И, конечно, особенно хорошо запомнил нашего взводного – лейтенанта Хижнякова, ведь он проводил с нами фактически все время: от подъема и до отбоя. Рослый, спортивный, настоящий строевик, правда тоже без опыта войны. И старшину нашего отлично запомнил. Очень строгий. Ну, прямо очень. Но с ним мне удалось «подружиться».
Как-то через полгода учебы нам вдруг объявляют: «Кто из дома привезет нужные инструменты: топор, пилу, в этом роде, получит три дня отпуска». Я руку и поднял. Нужные инструменты собрал, но отец же опытный вояка, и он меня спрашивает: «А как у вас старшина?» – «Очень строгий!» – «Ну, вот что, передашь ему от меня подарок!» – и дает мне бутылочку спирта.
Вернулся, все гостинцы, что привез, сразу с взводом сели и съели, а бутылочку я старшине незаметно передал, и отношение сразу поменялось. Он же распределял наряды, и мог отправить либо в холодину на склад ГСМ или посыльным по штабу. Тут, я, конечно, стал получать «хорошие» наряды. Ребята даже косо поглядывать стали.
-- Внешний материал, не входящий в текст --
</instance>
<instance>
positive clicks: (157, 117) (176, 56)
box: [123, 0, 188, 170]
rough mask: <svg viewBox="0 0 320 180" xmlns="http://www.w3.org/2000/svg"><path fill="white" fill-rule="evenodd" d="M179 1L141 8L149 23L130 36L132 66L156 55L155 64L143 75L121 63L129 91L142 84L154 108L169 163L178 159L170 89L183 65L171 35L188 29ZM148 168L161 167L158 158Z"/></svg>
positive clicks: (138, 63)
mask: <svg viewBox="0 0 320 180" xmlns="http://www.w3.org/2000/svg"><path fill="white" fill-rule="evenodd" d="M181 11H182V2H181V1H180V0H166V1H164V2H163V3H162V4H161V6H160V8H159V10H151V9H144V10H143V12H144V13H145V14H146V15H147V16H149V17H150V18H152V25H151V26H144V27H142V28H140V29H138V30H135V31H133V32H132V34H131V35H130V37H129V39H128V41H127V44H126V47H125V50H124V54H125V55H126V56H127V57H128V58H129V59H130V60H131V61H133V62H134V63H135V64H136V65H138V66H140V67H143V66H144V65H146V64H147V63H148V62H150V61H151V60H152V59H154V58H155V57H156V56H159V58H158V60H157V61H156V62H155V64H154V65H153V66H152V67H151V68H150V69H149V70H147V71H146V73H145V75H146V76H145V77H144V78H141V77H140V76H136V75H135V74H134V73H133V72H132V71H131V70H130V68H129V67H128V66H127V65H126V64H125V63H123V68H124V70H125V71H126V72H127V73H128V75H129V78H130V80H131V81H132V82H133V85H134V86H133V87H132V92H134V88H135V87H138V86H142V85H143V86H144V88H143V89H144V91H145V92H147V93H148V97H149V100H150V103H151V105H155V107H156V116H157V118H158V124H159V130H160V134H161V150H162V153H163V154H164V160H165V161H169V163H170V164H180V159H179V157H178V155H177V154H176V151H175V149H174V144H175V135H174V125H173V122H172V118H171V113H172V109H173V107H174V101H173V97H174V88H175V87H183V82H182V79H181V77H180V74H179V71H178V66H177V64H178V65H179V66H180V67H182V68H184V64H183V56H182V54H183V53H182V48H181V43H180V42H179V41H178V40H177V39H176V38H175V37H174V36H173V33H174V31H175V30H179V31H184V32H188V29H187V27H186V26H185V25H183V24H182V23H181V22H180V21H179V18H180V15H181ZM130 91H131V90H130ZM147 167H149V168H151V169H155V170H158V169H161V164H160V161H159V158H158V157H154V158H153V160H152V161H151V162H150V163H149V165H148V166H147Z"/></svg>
А потом еще мама как-то раз приезжала и привезла уже два подарочка – один старшине и один взводному.
А вот в увольнительные ходить было некуда. Ближайшая железнодорожная станция Ильино находилась в пятнадцати километрах, а город Дзержинск в двадцати пяти. А о том, чтобы поехать в Горький, даже не мечтали. За девять месяцев, проведенных в училище, я там побывал всего два раза.
Как-то раз зимой меня направили в Горький на окружные соревнования по лыжам. Дело в том, что еще в начале войны, когда с фронта пошли тревожные новости, я для себя сделал вывод: «Дело-то затягивается, тут достанется и тебе, Коля… А потому надо готовиться!» И я стал усиленно работать над собой. Зимой каждый день на лыжах ходил. Летом, если ходил плавать, то не по-детски, а надо было взять рубеж – проплыть полкилометра по реке. Поэтому я был готов к войне – и морально, и физически. Очень хорошо кроссы бегал, а на лыжах работал в пределах 1-го разряда и считался в училище одним из лучших лыжников. На занятиях помкомвзвода бывало, просил: «Тащи отстающих!» И того, кто начинает отставать, берешь под руку и тянешь за собой.
И летом съездил как-то раз. В июне 43-го немцы повадились бомбить Горький. А у нас за зиму в землянках столько клопов развелось, что не передать. Спать невозможно, словно тебя крапивой кто-то постоянно жарит. Дальше терпеть было просто невозможно, и решили от них избавиться.